Due to Korea being such a different country to England, the skills you learn during the year abroad are life-changing ones. Not only will you become more open-minded, you’ll also gain confidence that you never thought you’d have. Throwing yourself into a culture and language different to your own allows you to have more trust in yourself, encourages you to do things that you wouldn’t have usually done. Of course, being more independent is a comment that is most common to give. Being thousands of miles away from your friends and family, you’re forced to do things that you may have usually relied on your family to do, such as creating a bank account or finding accommodation and paying bills (at least I relied on my family for this before the year abroad). Moving to and living alone in a foreign country at a young age will give you the confidence to achieve anything else you set out in life to do. If you can survive a year abroad alone, then you can survive anything.

Do you have any advice for future/current student thinking of applying for the programme?

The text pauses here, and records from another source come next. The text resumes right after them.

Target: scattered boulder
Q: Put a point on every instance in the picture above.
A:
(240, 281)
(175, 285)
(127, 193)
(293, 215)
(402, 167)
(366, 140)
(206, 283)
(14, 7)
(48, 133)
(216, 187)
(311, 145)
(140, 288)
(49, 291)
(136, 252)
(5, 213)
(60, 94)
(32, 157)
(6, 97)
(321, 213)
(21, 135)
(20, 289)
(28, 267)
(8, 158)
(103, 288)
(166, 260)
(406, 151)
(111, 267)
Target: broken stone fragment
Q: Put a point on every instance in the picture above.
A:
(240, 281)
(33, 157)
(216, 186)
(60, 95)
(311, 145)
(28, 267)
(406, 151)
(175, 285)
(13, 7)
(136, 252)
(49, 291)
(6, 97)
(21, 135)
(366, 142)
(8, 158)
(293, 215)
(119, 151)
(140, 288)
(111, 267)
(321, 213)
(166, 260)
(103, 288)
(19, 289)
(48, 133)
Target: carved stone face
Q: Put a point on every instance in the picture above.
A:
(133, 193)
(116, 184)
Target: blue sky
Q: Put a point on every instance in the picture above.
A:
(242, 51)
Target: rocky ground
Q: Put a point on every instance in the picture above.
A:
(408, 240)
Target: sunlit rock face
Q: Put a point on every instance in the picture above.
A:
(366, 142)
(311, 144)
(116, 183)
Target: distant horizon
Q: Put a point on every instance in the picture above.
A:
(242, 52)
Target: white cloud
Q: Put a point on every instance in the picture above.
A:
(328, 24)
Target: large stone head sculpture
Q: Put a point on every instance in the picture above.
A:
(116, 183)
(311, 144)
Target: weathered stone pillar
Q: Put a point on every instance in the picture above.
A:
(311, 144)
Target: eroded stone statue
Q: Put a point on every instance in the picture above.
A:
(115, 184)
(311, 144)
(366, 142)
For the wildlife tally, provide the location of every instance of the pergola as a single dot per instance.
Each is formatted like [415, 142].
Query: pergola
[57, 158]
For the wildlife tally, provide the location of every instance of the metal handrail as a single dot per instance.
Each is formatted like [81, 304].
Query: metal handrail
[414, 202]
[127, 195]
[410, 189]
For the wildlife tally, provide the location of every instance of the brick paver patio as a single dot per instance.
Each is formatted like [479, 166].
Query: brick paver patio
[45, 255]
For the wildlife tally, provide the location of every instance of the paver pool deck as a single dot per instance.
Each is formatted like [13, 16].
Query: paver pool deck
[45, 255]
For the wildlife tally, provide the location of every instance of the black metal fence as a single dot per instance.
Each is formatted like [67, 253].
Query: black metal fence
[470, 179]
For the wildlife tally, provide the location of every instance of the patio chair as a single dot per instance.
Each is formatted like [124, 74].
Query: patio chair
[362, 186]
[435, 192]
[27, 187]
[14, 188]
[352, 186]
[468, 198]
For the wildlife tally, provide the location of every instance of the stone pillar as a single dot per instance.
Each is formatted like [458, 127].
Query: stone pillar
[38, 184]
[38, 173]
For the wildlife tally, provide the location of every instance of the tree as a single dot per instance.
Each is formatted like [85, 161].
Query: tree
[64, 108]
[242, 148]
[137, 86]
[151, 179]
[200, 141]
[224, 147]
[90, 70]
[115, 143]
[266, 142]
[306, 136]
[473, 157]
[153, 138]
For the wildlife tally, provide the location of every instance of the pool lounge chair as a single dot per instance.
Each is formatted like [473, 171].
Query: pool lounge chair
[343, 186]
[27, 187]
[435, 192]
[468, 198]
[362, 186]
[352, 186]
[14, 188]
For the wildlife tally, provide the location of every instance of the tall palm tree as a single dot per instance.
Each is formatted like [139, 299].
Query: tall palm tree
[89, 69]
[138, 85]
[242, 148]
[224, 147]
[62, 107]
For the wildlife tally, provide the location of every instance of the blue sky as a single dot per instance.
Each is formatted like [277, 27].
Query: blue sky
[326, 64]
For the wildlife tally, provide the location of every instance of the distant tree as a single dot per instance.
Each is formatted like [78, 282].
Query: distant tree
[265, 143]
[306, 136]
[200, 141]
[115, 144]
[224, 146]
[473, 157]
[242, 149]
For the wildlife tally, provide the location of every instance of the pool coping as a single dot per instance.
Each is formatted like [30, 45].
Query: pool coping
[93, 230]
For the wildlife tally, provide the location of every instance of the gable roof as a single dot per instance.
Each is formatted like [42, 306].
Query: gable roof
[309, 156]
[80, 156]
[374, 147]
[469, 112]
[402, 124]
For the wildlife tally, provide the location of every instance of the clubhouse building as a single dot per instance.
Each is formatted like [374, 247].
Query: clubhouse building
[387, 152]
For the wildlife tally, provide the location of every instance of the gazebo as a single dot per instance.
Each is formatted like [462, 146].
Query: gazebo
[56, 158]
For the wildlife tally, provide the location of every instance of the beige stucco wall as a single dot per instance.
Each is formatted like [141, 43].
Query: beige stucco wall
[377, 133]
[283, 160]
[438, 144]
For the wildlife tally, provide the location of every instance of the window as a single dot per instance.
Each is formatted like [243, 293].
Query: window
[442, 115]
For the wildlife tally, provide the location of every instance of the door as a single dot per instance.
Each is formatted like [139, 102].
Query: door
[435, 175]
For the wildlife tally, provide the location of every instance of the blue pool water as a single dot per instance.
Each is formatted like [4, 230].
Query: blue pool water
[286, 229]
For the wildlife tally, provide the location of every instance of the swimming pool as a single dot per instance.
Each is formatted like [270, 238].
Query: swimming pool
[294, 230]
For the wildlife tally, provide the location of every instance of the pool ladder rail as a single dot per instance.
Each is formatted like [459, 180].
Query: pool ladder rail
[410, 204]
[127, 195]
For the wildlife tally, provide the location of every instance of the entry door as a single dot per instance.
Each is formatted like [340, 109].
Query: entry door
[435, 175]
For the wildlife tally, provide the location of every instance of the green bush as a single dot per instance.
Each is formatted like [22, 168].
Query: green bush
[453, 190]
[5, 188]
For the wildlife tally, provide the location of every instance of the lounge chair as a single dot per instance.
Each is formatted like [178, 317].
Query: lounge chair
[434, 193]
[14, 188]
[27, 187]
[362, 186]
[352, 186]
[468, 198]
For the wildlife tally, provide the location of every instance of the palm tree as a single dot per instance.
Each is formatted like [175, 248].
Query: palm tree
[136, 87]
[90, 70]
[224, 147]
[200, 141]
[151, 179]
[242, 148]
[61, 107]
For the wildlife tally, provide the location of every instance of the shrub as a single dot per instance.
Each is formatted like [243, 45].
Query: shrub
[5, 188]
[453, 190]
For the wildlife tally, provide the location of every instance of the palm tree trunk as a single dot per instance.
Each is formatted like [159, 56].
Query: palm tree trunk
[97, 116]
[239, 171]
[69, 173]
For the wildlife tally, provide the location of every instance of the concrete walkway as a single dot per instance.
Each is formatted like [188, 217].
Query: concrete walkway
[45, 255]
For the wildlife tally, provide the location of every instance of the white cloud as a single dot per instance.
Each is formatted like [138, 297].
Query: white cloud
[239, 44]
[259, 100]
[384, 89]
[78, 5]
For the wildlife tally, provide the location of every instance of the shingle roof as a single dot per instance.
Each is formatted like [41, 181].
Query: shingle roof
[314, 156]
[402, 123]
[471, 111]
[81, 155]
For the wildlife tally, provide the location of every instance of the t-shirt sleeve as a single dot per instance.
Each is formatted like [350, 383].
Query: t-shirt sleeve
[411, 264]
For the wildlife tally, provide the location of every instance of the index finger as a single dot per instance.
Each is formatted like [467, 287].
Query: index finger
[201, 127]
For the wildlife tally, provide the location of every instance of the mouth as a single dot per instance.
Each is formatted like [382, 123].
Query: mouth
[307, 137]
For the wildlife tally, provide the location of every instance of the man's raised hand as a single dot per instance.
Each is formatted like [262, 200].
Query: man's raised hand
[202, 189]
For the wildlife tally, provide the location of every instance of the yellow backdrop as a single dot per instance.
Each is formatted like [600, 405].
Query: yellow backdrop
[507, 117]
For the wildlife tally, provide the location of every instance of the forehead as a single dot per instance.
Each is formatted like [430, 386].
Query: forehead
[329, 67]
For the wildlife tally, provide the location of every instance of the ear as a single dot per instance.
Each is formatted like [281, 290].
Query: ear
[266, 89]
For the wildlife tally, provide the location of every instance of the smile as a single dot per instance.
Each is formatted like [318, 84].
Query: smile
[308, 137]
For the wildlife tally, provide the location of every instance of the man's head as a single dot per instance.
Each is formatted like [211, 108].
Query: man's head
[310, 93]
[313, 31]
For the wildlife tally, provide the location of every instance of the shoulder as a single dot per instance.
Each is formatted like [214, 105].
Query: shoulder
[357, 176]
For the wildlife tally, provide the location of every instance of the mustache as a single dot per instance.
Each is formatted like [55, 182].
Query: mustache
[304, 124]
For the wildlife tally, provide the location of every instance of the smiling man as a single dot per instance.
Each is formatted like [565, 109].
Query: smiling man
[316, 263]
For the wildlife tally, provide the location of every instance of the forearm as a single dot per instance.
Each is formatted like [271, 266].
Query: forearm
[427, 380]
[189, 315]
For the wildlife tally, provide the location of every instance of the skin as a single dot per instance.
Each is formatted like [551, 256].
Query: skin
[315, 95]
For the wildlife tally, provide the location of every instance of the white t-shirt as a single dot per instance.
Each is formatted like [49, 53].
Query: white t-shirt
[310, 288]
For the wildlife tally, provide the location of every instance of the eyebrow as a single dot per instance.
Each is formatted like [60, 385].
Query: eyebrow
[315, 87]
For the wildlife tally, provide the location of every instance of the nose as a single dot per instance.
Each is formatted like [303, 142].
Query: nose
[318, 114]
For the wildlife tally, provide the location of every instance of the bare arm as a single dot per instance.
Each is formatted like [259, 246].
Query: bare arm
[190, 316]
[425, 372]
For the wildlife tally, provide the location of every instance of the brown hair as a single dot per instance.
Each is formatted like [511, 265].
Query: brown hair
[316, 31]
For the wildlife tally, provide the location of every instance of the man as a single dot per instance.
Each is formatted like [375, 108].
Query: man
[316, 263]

Just do it. Of course, it’s scary to move to a country so different to your own and everything you’re used to, but it’s an opportunity that not many people get to do. The world is a big place with many adventures and things to do, experience and learn. There’s no better way to gain life experiences that will stay with you forever then studying in another country. Not only is it like a massive holiday but you truly get a sense of the country by living there and becoming friends with native people. You learn things you never knew from the classroom in Sheffield or independent studying, you get to put the years of studying and watching the country through books or a computer screens into reality, right in front of your eyes. There’s so many resources and people that will ensure you feel safe and welcomed into the country, any worries or issues that occur, there will be people to aid you no matter the size or situation.